These days, a majority of data is useful for organisations that do not reside in databases. Instead, it exists in the form of unstructured documents like invoices, receipts, forms etc. Most business transactions begin, involve and end with new documents being generated. Thus organisations need to equip themselves with Artificial Intelligence in Finance that can parse, understand and extract relevant information from unstructured documents. It would reduce costs related to manual data entry and lead to faster decision making by introducing AI in financial services and machine learning in financial services.

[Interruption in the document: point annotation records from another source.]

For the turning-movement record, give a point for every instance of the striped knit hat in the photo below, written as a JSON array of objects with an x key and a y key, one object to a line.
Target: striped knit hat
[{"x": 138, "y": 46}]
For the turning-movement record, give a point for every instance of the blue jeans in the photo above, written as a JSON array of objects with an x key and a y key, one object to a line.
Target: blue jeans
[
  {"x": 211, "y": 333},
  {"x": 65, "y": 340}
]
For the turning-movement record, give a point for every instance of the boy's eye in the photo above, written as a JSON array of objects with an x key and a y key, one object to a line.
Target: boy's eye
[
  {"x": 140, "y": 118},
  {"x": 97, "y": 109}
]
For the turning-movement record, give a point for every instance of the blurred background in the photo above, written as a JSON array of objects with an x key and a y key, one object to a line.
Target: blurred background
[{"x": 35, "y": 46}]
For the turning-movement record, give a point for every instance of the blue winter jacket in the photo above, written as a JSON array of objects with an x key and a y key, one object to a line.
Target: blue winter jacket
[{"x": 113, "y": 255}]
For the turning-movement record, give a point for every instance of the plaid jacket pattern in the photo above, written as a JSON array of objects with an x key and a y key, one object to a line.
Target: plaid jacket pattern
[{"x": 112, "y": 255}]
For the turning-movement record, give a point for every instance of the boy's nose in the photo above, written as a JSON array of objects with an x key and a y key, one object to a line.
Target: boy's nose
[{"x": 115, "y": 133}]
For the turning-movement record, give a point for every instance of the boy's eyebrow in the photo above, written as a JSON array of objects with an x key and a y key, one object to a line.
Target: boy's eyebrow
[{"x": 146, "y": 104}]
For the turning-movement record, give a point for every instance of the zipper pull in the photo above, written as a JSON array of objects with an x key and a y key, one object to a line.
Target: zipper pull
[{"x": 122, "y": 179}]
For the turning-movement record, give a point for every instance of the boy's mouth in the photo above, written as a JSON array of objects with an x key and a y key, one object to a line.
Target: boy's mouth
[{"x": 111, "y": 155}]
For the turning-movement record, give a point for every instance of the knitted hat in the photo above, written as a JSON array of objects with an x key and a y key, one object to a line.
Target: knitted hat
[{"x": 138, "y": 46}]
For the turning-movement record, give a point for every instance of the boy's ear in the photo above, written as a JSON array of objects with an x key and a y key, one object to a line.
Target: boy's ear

To avoid designing expert rules for each specific document type, some current works attempt to tackle the problem by learning a model to explore the semantic context in text sequences. We propose to harness the valuable information from both semantic meaning and spatial distribution of texts in documents for our process through AI application in finance.
Overall, the task of structured information extraction from unstructured documents can be divided into the following subtasks:
- Generating manually labelled data by tagging key-value pairs of interest.
- Optical Character Recognition which reads text from typed/ scanned documents.
- ROI (Region of Interest) Identification for Key-Value pair extraction.
- Table Extraction for line-items information.
The research community and the industry have made varying degrees of progress in these tasks by incorporating AI in finance. Let us go through them one by one.
Generating manually labelled data by tagging key-value pairs of interest:
There are several off-the-shelf tools available from both open-source and cloud providers. Some popular open-source tools are labelme, labelImg, CVAT (by Intel), VoTT (by Microsoft) etc.
Apart from these, popular cloud platforms like Microsoft Azure also have labelling tools as a part of its Form Recogniser API. AWS also has GroudTruth as a part of their SageMaker offering.
So, as we can see, both open-source and the commercial cloud community have made significant progress through introducing AI for financial services.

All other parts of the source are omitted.